Pregnant Stoke Newington artist who died of heart disease ‘was never asked about her tell-tale swollen legs’ – inquest

Homerton Hospital

Homerton Hospital - Credit: Archant

The family of a talented artist who died of heart disease while heavily pregnant have asked why she wasn’t questioned by health workers about her swollen legs – which can be a symptom of heart failure.

Francesca Lowe, 37, had been suffering from norovirus for two days when she was found collapsed by her husband Gavin Nolan in the morning of January 23.

Mr Nolan, also an artist, found her “cold to touch” and pulled her into the hallway at their home in Yoakley Road, Stoke Newington, where he gave chest compressions. Ms Lowe was in cardiac arrest when paramedics arrived just after 7.30am and she died an hour later.
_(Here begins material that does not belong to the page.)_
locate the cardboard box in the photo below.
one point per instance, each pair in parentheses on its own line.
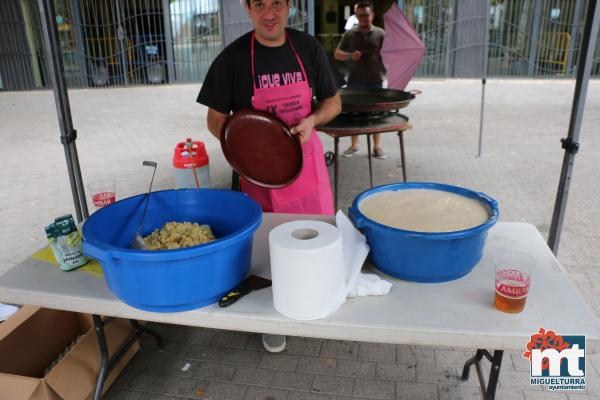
(34,337)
Poplar Coroner’s Court heard on Thursday that Ms Lowe had been diagnosed with a heart murmur aged seven. But rather than just “mild mitral regurgitation”, where blood leaks backwards through a heart valve, two ECGs carried out during her first pregnancy in 2012 pointed to possible “mild cardiac disease”.

Homerton Hospital’s consultant cardiologist Hans Xiao said Ms Lowe had not turned up to further appointments that had been sent to her at that time.

But Mr Nolan appeared to dispute the appointment letters had ever arrived.

He told the court: “Francesca was very careful in terms of her health, so I don’t know why she didn’t attend them. It says there were letters sent – but they weren’t copied into the GP.”

Most Read

Coroner Edwin Buckett will “put in enquiries” before the next hearing, due to take place in September.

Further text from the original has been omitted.